UNICEF’s Immunization gap- warning a red flag
Need for tech based, real time monitoring of Immunization data
-Dr. Nadeera Nilupamali, Director, ImmunifyMe
The current COVID-19 outbreak has shifted our focus on one thing, how to prevent ourselves
from the disease, but we are ignoring the fact that there are many other infectious diseases
waiting to seize the right opportunity to come back.
Many countries are under lockdown for almost 2- 3 months and as a result of that primary health care services are disrupted. Interruption of immunization services poses a major risk for secondary outbreaks of vaccine preventable diseases (VPD).
This spotlight on vaccines highlights the seriousness of routine immunization systems and calls to question the preparedness of health systems around the world.
This is not the first pandemic we are facing, many countries or regions have faced pandemics and they have battled against them and have their fair share of experience and learnings gathered till date. Organizations such as Gavi (global vaccine alliance), WHO and UNICEF etc. have many lessons learned from previous pandemics and these learnings will help to strengthen health systems and routine immunization. How we can adapt, approaches to maintain routine immunization, during the COVID-19 pandemic and identify the necessary commitments from country partners to achieve equitable access to vaccines against both known and novel pathogens will help us to overcome the coming threats.
According to a study done by Dr Timothy Roberton and colleagues on “Early estimates of the indirect effects of the COVID-19 pandemic on maternal and child mortality in low-income and middle-income countries” they have predicted that an additional 1.2 million under-five children will die in just six months, due to current decrease in routine health service coverage levels, and an increase in child wasting. They also predict coverage reductions of 9·8–18·5% and wasting increase of 10% will results in 2.5 million additional child deaths and 12 200 additional maternal deaths over the next six months. Looking at these numbers it’s very clear we need to take prompt action in every country and leverage the collective expertise of partners and the technologies currently available.

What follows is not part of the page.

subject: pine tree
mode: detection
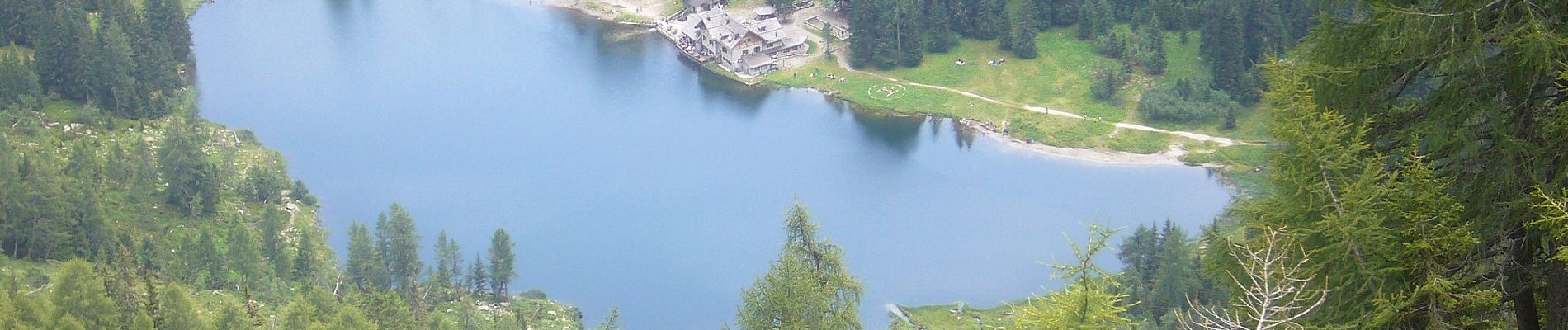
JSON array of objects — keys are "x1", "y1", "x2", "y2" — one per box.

How technology can help to overcome the burden?
-It is very important to have a robust, large-scale and innovation-based global response to sustain and increase the current immunization, as hard fought gains on vaccine coverage are at risk. Not a single country in the world can face two outbreaks at the same time while the healthcare system is under attack by COVID-19.
Technology driven solutions that can provide accurate and verifiable data on immunization, as well as aggregating data that can easily inter-operate with other existing systems will help to identify the problem areas. This will help organisations to independently identify beneficiaries, take timely interventions in this outbreak situation.

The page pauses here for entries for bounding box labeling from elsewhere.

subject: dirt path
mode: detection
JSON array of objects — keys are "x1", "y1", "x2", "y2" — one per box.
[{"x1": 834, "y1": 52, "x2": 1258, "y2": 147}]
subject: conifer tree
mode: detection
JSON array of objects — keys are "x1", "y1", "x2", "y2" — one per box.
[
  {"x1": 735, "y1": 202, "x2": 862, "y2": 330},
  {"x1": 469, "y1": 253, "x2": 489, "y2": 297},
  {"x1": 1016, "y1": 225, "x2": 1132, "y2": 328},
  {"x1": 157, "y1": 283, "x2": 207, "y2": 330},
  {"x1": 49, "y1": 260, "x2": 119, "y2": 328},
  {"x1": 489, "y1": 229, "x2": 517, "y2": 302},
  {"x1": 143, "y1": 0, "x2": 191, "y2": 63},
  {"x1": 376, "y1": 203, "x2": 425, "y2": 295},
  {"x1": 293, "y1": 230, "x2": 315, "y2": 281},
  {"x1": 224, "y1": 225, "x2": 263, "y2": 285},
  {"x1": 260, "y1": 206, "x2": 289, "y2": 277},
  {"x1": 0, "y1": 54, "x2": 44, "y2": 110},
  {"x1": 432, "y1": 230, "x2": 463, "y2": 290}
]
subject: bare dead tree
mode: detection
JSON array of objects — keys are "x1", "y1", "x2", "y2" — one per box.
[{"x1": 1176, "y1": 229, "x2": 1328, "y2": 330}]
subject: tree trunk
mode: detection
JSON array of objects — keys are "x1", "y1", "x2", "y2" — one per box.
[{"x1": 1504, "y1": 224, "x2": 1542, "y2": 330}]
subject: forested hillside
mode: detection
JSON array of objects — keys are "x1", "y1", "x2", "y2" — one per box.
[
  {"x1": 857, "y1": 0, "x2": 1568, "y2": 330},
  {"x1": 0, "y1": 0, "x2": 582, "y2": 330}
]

Introduction of cutting edge technologies and reaching more children with life-saving vaccines is the need of the hour. For example, some countries are trying to implement digital innovations such as introducing digital vaccination record keeping, which is going to track the children real time, efficient vaccine cold chain monitoring from production to the clinics to make sure the efficacy of the vaccines and also delivering vaccines to the unreachable areas using drones.
Moreover, improving vaccination monitoring and surveillance systems to ensure up-to-date data is critical to close the existing immunization gap as well as fighting post COVID-19 vaccine fallouts. Streamlining the analytics of vaccination monitoring, record keeping and outreach will help to save many lives. It is also the time for the policy makers to overlook the existing policies and take timely actions to bridge the immunization gap and make provisions to improve and accommodate newer technologies and utilize them for the benefit of every child in the country.
Making sure every child is immunized in order to avoid the fallouts from disruption to the
routine immunization program is a must, if not it is going to be catastrophic in the long run. Let’s take proactive measures to maintain routine immunization services as much as possible, and prepare to scale-up in the immediate post-COVID period to make sure no child is left unattended.